I bet your first thought does not jump to Malcolm Gladwell’s Outliers or Dale Carnegie’s, How to Win Friends and Influence People. But both nonfiction classics take readers on epic journeys in their own right. The difference is that nonfiction doesn’t just let the reader in on the hero's journey. In nonfiction, the reader is the hero, the journey is theirs, and they are the one transformed as they learn to overcome their own challenges.
The nonfiction reader's journey
Your job, as a nonfiction author, is to understand deeply where your ideal reader is today in their life as it relates to your topic (Point A), understand deeply where they truly want to be instead (Point B), and take them on a journey through your book to get them from Point A to Point B.
Now, Tolkien doesn’t just have Frodo walk out of the Shire and grab the next flight to Mordor. He adds other characters, twists and turns, and obstacles that keep our interest as Frodo proceeds along his journey.
In this way too, you need to make the journey interesting if you’re going to keep your reader engaged long enough to bring them to their destination. That's the art of writing and we’ll get to that another time. For now, let’s focus on Point A and Point B.
Describe your reader’s current situation (Point A)
To fully understand where your ideal reader is at today, think about the reasons why they are likely to pick up and read your book. What problem are they experiencing in their life that they desperately need a solution for? Think too about what the underlying reasons are for being in that situation and the mistakes they might have made that created the problem. These are important clues about what you need to address throughout your reader’s journey.
Describe the reader’s future situation (Point B)
Next, think about your reader’s future situation. How would they describe their life if their current problem were addressed? This is the destination you need to take them to. Write out a one-sentence statement that summarizes it, and then take it a step further by answering the following three questions:
- After reading your book, what do you want your reader to KNOW?
- What do you want your reader to FEEL after reading your book?

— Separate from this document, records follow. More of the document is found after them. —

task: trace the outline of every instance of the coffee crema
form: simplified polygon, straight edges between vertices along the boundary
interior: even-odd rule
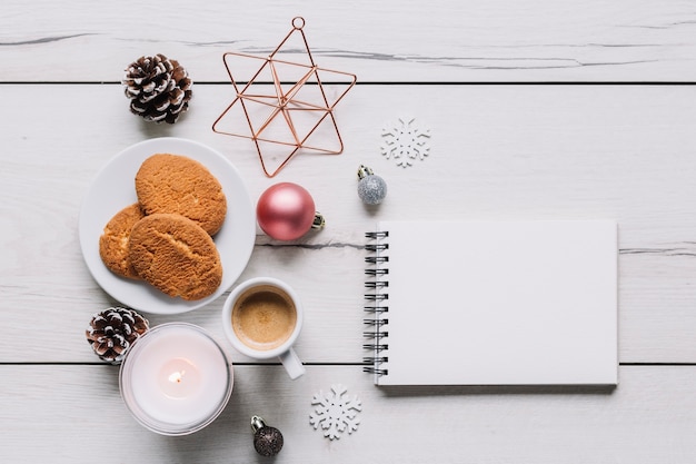
[[[247,289],[232,307],[232,329],[252,349],[282,345],[297,324],[297,309],[288,294],[272,285]]]

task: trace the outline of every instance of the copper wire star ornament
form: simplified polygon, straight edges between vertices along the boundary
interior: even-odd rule
[[[311,56],[309,45],[302,28],[305,20],[300,17],[292,19],[292,29],[282,39],[280,45],[267,57],[253,55],[227,52],[222,56],[227,73],[235,86],[237,97],[216,119],[212,130],[235,137],[243,137],[253,140],[261,161],[261,168],[267,177],[276,176],[288,161],[300,150],[311,150],[316,152],[338,155],[344,151],[344,142],[338,130],[338,125],[334,116],[334,108],[348,93],[356,83],[356,76],[326,68],[319,68]],[[277,55],[288,40],[299,33],[304,51],[306,52],[306,63],[285,61],[277,58]],[[295,50],[292,50],[295,51]],[[233,59],[262,60],[259,70],[243,85],[239,82],[231,71]],[[286,80],[281,80],[281,76]],[[346,86],[338,93],[338,97],[329,99],[322,83],[322,77],[331,79],[331,85]],[[287,80],[289,78],[289,80]],[[265,82],[264,79],[267,79]],[[268,82],[272,82],[272,90],[268,90]],[[221,128],[221,122],[226,118],[233,117],[233,112],[243,113],[242,121],[246,120],[249,132],[239,134]],[[239,118],[239,116],[238,116]],[[319,127],[329,126],[335,132],[337,148],[327,148],[317,145],[314,137]],[[269,150],[274,149],[276,157],[285,159],[275,168],[269,170],[266,158]]]

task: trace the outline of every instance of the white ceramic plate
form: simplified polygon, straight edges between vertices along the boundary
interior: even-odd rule
[[[99,237],[109,219],[138,201],[135,179],[140,165],[155,154],[183,155],[200,161],[218,178],[227,197],[227,217],[213,237],[222,261],[222,284],[215,294],[196,302],[172,298],[145,282],[119,277],[99,256]],[[218,298],[241,275],[256,237],[256,216],[237,168],[220,152],[180,138],[156,138],[136,144],[113,157],[87,190],[79,218],[80,247],[95,280],[122,305],[152,314],[179,314]]]

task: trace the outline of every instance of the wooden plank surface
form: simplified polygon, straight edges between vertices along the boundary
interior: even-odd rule
[[[694,88],[417,89],[405,105],[404,87],[359,86],[337,112],[346,152],[300,155],[276,179],[267,179],[249,140],[210,130],[228,101],[226,86],[199,86],[190,113],[175,127],[147,126],[131,116],[117,85],[0,86],[6,103],[20,108],[0,112],[7,134],[0,154],[6,199],[0,361],[92,361],[82,327],[113,300],[82,263],[77,235],[82,197],[121,149],[147,137],[180,136],[229,156],[255,200],[276,181],[296,181],[314,194],[327,217],[326,229],[309,234],[296,244],[300,246],[284,246],[259,230],[242,275],[272,274],[297,286],[308,307],[298,344],[306,361],[355,363],[362,357],[365,230],[379,219],[455,217],[617,219],[620,361],[696,362]],[[44,101],[44,110],[20,105],[31,99]],[[92,101],[101,102],[97,117],[89,116]],[[398,108],[414,111],[432,131],[431,155],[410,168],[396,166],[379,149],[380,128]],[[29,119],[33,124],[27,125]],[[379,208],[365,208],[356,195],[360,162],[389,184]],[[456,231],[450,233],[456,239]],[[427,239],[441,240],[443,234],[434,230]],[[222,336],[217,324],[222,302],[178,318]],[[51,344],[27,336],[37,324],[52,327]]]
[[[267,56],[297,16],[317,63],[359,83],[335,111],[345,152],[302,154],[267,179],[249,140],[211,130],[233,98],[221,57]],[[679,0],[4,1],[0,462],[258,462],[251,414],[286,435],[278,463],[693,462],[695,23],[696,10]],[[299,49],[282,57],[299,59]],[[158,52],[195,81],[175,126],[130,115],[118,83],[129,62]],[[249,60],[235,72],[257,67]],[[398,118],[430,130],[429,156],[408,168],[380,152],[382,129]],[[221,417],[179,438],[135,423],[118,367],[99,364],[84,340],[90,316],[117,302],[89,275],[77,233],[106,162],[167,136],[223,152],[253,200],[277,181],[304,185],[328,221],[290,244],[257,229],[241,276],[274,275],[301,294],[300,379],[226,344],[218,322],[227,294],[192,313],[148,315],[203,326],[235,363]],[[389,185],[378,208],[356,195],[359,164]],[[616,219],[619,386],[375,387],[360,365],[362,234],[380,219],[412,218]],[[424,239],[441,240],[446,253],[444,233]],[[312,395],[334,384],[364,409],[358,432],[331,442],[309,414]]]
[[[3,81],[119,81],[165,53],[196,81],[226,81],[221,55],[270,53],[306,19],[319,66],[364,81],[689,81],[696,12],[679,0],[3,2]],[[294,57],[292,53],[286,57]],[[253,65],[256,66],[256,65]]]
[[[284,434],[276,463],[662,464],[696,455],[693,367],[623,367],[616,391],[384,389],[358,367],[307,371],[278,382],[286,375],[279,366],[237,366],[232,397],[216,422],[163,437],[130,417],[113,366],[1,366],[0,395],[14,401],[3,404],[0,460],[261,462],[251,447],[253,414]],[[330,441],[309,415],[314,395],[335,384],[348,388],[347,397],[357,395],[362,411],[356,432]]]

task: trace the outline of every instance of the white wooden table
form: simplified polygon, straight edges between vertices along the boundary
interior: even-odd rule
[[[248,140],[211,130],[233,96],[221,57],[269,53],[296,16],[317,63],[359,83],[336,110],[344,154],[300,155],[268,179]],[[278,463],[694,462],[695,23],[694,6],[673,0],[6,0],[0,462],[264,462],[252,414],[284,432]],[[153,53],[195,80],[173,126],[130,115],[122,95],[123,68]],[[381,128],[399,116],[431,130],[430,156],[409,168],[380,154]],[[328,220],[291,244],[259,231],[241,276],[272,275],[302,295],[298,381],[226,343],[225,296],[148,315],[205,327],[235,363],[226,411],[185,437],[131,418],[118,367],[83,335],[93,313],[117,303],[82,260],[84,192],[117,152],[162,136],[229,156],[253,199],[277,181],[305,186]],[[360,164],[389,184],[379,208],[356,195]],[[362,373],[364,233],[379,219],[446,217],[617,219],[619,386],[375,387]],[[309,414],[312,395],[334,384],[362,412],[357,432],[329,441]]]

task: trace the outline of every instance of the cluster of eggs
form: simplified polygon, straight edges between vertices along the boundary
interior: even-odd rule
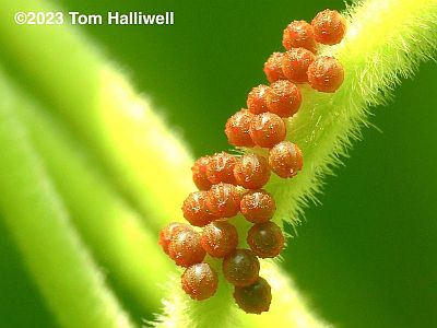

- What do you want your reader to DO next?
Know. Feel. Do.
KNOW will give you the basis of the information you need to teach your readers. It will form the logical part of your promise to them. It's that part of the promise that gives them the confidence that your book will deliver value so they can justify spending the time to read it, front to back.
FEEL will give you the basis of the emotional promise you will make. Logic doesn’t engage, emotion does. You need to paint the picture of how your reader’s emotional state will change for the better. This is what inspires your reader and makes them want to believe the logical promises you’re making in answering the KNOW question.
DO describes the next steps you want them to take. It should connect the contents of your book to your business objectives in a meaningful way. Perhaps you want to introduce them to your online course, one-on-one coaching, or consulting services. Or maybe you want them to take their new-found knowledge and passion for your topic and go out into the world and create some kind of change. While your specific call to action may be more subtle and nuanced, at this point you should make it explicit as this will act as your guide as you plan and write your book.
Customers buy products to meet a specific need. Likewise, people read nonfiction books looking for specific outcomes. Know your reader by using a reader strategy, and you can write a book that addresses those needs better than any other one could. Meet your readers’ needs, and you will increase your credibility with them as an expert in your niche, building your authority and growing your business.